Questo sottovalutare, questo frettoloso dimenticare, questo distrarsi ha, in Italia,
una sua interfaccia, ahimé, nella timidezza dell’opposizione. Sui temi dell’antimafia
è capitato che l’opposizione talvolta sia stata decisamente all’avanguardia, altre
volte ha però balbettato. Prendiamo l’atteggiamento di un leader storico della sinistra
d’opposizione come Emanuele Macaluso che ha messo sotto accusa la Procura di Palermo
perché, a parer suo, procedendo penalmente contro Giulio Andreotti, non avrebbe permesso
che si arrivasse a una resa dei conti sulle responsabilità politiche e morali dell’esponente
di governo. Un tale atteggiamento mi pare emblematico di una distorsione logica: ma
se tu non hai mai parlato di responsabilità politiche e morali, mentre io cerco di
dimostrare (e ci riesco!) una responsabilità di carattere penale, come è mio dovere
fare, perché non pensi di inserirti chiedendo finalmente il conto anche delle responsabilità
politiche e morali? E invece niente: pensi sia più giusto fare la polemica con me.

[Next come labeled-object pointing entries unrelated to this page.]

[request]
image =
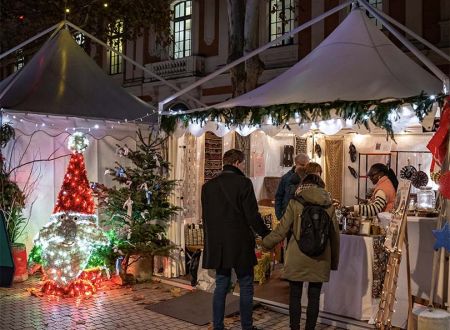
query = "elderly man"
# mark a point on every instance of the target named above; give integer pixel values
(289, 182)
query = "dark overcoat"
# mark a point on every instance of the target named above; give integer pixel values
(230, 218)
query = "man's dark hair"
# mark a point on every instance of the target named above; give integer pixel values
(232, 156)
(314, 179)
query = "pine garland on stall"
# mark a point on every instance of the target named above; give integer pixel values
(139, 210)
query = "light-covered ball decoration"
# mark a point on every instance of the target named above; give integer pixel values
(67, 243)
(78, 142)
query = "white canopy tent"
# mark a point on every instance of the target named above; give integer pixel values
(357, 62)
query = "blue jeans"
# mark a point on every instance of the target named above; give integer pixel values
(245, 278)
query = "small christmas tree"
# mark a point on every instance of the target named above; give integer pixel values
(139, 210)
(67, 242)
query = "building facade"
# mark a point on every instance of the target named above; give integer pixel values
(200, 43)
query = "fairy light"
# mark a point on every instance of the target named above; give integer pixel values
(72, 234)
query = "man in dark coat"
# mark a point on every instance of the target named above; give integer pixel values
(230, 218)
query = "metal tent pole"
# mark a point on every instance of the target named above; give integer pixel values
(140, 66)
(37, 36)
(249, 55)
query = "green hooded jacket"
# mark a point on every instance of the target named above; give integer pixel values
(298, 266)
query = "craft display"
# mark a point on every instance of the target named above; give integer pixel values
(213, 156)
(419, 179)
(352, 151)
(301, 145)
(353, 172)
(288, 156)
(318, 150)
(407, 171)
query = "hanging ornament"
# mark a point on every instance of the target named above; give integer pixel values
(353, 172)
(148, 195)
(442, 237)
(444, 185)
(318, 150)
(122, 151)
(120, 172)
(143, 186)
(129, 206)
(78, 142)
(435, 177)
(352, 151)
(407, 171)
(419, 179)
(158, 164)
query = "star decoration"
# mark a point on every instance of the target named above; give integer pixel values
(442, 237)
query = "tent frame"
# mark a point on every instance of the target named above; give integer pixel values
(57, 27)
(363, 3)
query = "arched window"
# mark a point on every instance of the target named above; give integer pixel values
(182, 23)
(115, 41)
(282, 14)
(379, 5)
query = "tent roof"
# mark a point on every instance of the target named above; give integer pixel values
(356, 62)
(61, 79)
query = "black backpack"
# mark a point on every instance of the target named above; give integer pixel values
(315, 228)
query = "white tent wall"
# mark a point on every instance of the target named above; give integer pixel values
(100, 155)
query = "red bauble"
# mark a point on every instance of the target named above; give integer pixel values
(444, 185)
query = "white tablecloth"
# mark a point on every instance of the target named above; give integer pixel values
(349, 292)
(421, 241)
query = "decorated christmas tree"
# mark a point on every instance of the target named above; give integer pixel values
(68, 240)
(139, 210)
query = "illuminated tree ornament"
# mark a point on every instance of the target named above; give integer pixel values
(78, 142)
(72, 234)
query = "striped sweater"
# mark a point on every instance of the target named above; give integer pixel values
(382, 199)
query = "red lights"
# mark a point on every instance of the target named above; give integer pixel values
(85, 285)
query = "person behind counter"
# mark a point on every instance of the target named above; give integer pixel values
(383, 196)
(299, 267)
(286, 188)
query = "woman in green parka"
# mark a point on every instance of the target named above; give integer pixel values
(298, 267)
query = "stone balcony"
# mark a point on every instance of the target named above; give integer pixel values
(182, 67)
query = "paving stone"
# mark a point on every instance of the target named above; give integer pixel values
(108, 309)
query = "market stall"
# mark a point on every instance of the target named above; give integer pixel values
(339, 96)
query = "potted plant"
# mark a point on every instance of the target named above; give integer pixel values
(12, 202)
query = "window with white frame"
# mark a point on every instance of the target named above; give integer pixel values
(115, 41)
(80, 39)
(379, 5)
(181, 29)
(281, 19)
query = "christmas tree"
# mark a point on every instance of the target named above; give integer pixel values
(66, 243)
(139, 210)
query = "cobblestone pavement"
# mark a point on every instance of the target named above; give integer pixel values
(109, 308)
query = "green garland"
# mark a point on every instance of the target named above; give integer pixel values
(361, 112)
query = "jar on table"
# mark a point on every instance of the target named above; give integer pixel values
(426, 198)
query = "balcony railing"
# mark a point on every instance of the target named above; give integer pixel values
(182, 67)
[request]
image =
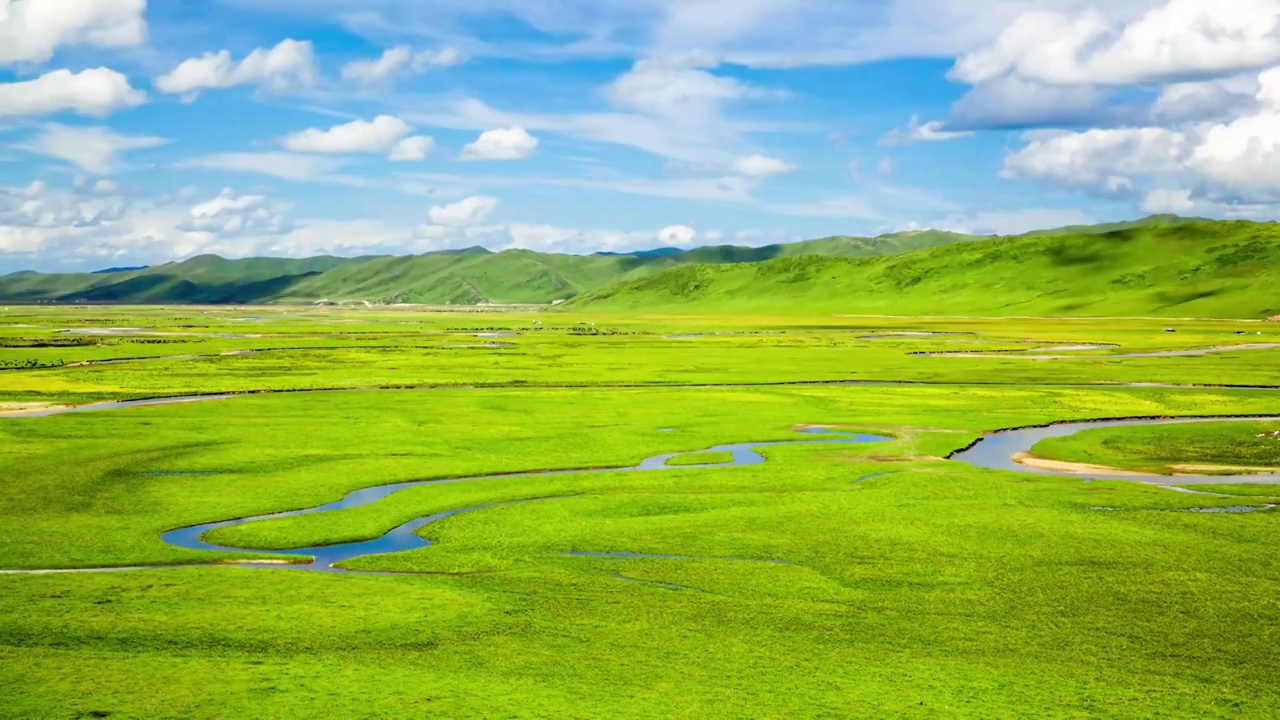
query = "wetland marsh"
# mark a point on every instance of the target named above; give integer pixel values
(504, 554)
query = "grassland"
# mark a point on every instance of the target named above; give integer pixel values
(864, 579)
(458, 277)
(1173, 449)
(1187, 269)
(1077, 270)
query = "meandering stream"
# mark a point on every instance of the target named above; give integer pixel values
(993, 451)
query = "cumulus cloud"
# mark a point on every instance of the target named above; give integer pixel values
(288, 65)
(379, 135)
(442, 58)
(465, 213)
(506, 144)
(1206, 100)
(99, 91)
(288, 165)
(915, 132)
(680, 87)
(1179, 40)
(32, 30)
(91, 149)
(1009, 101)
(231, 214)
(762, 167)
(398, 62)
(677, 236)
(1234, 160)
(411, 149)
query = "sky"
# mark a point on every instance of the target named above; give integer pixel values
(138, 132)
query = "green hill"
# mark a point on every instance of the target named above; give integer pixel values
(456, 277)
(1170, 269)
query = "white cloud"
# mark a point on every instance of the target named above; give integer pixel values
(392, 63)
(1180, 39)
(677, 236)
(287, 165)
(288, 65)
(507, 144)
(1206, 100)
(227, 201)
(232, 214)
(398, 62)
(915, 132)
(411, 149)
(762, 167)
(1169, 201)
(442, 58)
(679, 87)
(465, 213)
(1096, 156)
(379, 135)
(92, 149)
(1233, 162)
(97, 91)
(32, 30)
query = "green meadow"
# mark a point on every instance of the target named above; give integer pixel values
(835, 580)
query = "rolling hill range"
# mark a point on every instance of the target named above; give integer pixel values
(1196, 268)
(458, 277)
(1160, 265)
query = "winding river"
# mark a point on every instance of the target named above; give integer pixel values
(993, 451)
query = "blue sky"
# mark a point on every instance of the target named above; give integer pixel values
(136, 132)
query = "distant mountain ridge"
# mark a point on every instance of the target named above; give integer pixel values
(460, 277)
(1180, 269)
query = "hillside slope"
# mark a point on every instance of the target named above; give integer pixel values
(456, 277)
(1197, 268)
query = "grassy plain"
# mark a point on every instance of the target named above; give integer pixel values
(1170, 449)
(833, 580)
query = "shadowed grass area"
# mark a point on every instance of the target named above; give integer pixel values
(786, 589)
(1207, 449)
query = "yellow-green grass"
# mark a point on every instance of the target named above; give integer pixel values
(1205, 449)
(864, 579)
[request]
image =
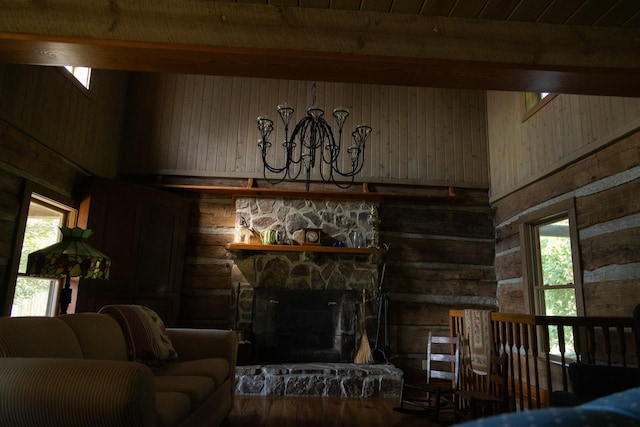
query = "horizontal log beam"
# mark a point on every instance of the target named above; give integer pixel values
(315, 44)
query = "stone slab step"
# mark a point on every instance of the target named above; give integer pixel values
(319, 380)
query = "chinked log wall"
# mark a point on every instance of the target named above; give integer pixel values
(605, 187)
(441, 257)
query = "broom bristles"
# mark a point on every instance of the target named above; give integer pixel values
(363, 355)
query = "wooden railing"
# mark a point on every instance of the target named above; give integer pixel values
(535, 371)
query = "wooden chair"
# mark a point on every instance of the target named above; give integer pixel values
(441, 376)
(481, 395)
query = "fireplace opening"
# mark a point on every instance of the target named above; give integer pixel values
(294, 325)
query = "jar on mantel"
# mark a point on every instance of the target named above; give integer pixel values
(374, 222)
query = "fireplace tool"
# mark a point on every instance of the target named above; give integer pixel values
(363, 355)
(382, 354)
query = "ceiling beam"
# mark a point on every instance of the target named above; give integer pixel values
(316, 44)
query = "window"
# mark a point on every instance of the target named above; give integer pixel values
(38, 296)
(82, 74)
(552, 269)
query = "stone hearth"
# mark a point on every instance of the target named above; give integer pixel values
(319, 379)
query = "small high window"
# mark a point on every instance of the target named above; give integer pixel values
(36, 296)
(552, 268)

È incredibile, francamente.
IngroiaSulla strage di Duisburg ho anch’io qualche osservazione da fare. Sono stato in Germania
qualche tempo fa e mi è parso di capire che sull’allarme espansione della mafia, sulla
consapevolezza dell’analisi su cosa siano e come operino e si estendano le criminalità
organizzate non si sono fatti molti passi avanti. Anzi. Non fa piacere constatarlo,
ma è doveroso farlo. Certamente la consapevolezza della magistratura in questa ottica
si è assai ampliata. Lo stesso non può dirsi per la politica. E il discorso è simile
anche se andiamo al di là dei confini nazionali.
Eppure alcuni presupposti perché la realtà così non fosse si sono manifestati. A cominciare
dall’intensificarsi di rapporti, scambi, aggiornamenti, approfondimenti delle analisi
e delle conoscenze tra esperti, come tra i magistrati. E poi sono aumentati gli strumenti
normativi, come la convenzione Onu di Palermo. Ci sono nuovi organismi di scambio
di informazioni e di collegamento tra magistrature di vari paesi, come Eurojust, dove
sei stato anche tu, Gian Carlo, in qualità di rappresentante italiano. E poi purtroppo
ci sono stati episodi eclatanti di cronaca che in varie nazioni hanno suscitato emozioni,
mostrando visibilmente l’avvenuta espansione della criminalità, dei suoi affari, dei
suoi delitti. Ma così non è stato.
Personalmente ho avuto un paio di occasioni per confrontarmi con colleghi tedeschi
assai prima e dopo la strage di Duisburg. La prima volta sarà stato nel 2000 o giù
di lì e mi detti da fare per segnalare i rischi di una sempre maggiore espansione
delle attività criminali o comunque di copertura: fui trattato, duole dirlo, con sufficienza.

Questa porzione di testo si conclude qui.